PORTLAND, Ore. - Fisheries scientists say Northwest salmon and steelhead need to take a big spill for their own good. The Independent Scientific Advisory Board of the Northwest Power and Conservation Council issued that advice to the Obama administration over the weekend. Continuing to spill water over dams on the Snake and Columbia rivers is the best way to give immature salmon and steelhead, called smolts, a fighting chance at making it to the Pacific, they said.

Douglas DeHart is a former chief of fisheries for the Oregon Department of Fish and Wildlife. He says spill makes more sense than other strategies, like trucking the fish around dams.

"Consistently, we've seen the very best survival among fish that migrate downstream in the river on their own."

Glen Spain with the Pacific Coast Federation of Fishermen's Associations says concerns about the impact of spill on water levels and electrical power generation do not add up because even in a low-water year there is plenty of flow at this time of year due to snowmelt. And, he adds, there is actually a small surplus of power in the region right now.

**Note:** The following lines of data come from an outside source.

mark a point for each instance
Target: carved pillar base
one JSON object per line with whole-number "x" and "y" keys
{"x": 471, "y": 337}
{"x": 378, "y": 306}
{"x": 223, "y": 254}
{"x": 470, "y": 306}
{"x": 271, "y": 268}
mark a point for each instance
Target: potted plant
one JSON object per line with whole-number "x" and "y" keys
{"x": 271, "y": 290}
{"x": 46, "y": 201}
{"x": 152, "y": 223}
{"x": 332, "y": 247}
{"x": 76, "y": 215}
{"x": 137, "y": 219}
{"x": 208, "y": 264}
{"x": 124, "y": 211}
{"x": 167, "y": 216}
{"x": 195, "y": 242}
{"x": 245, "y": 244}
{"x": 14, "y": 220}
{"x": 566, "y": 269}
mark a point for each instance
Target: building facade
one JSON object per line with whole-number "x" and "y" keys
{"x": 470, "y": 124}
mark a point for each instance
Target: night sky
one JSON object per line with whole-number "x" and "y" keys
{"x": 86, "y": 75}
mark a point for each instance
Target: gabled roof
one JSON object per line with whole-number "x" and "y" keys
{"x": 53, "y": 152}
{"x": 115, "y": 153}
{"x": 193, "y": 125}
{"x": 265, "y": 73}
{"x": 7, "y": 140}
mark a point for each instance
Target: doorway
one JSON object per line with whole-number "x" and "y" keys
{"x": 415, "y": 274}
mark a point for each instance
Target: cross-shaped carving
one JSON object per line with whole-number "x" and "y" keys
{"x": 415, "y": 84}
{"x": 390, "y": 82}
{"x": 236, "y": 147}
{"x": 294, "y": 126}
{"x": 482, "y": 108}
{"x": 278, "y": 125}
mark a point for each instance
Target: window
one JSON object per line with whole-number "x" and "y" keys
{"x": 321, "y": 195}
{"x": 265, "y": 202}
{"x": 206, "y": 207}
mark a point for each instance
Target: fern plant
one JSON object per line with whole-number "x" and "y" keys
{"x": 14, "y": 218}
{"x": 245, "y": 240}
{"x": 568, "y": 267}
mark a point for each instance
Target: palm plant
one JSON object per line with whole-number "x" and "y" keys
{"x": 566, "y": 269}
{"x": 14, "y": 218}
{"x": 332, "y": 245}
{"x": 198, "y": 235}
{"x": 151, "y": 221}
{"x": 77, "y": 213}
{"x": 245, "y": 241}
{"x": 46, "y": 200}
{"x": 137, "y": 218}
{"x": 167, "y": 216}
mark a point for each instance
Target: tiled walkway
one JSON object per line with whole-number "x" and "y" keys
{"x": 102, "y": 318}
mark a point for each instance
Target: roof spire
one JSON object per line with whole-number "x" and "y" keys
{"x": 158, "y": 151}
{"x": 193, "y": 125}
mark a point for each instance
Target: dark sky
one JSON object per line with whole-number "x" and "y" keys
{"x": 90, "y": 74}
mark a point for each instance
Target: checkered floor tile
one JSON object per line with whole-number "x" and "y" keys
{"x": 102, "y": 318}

"We need to use some of that water for the fish. Counting water in the river against the fish is not good politics, it's not good economics and it's not good science."

The federal government has proposed stopping spill next month, citing concerns about low water levels, but DeHart calls spill an especially important tool for salmon survival during a low-flow water year, which will make it tougher than normal for the young fish to reach the Pacific Ocean.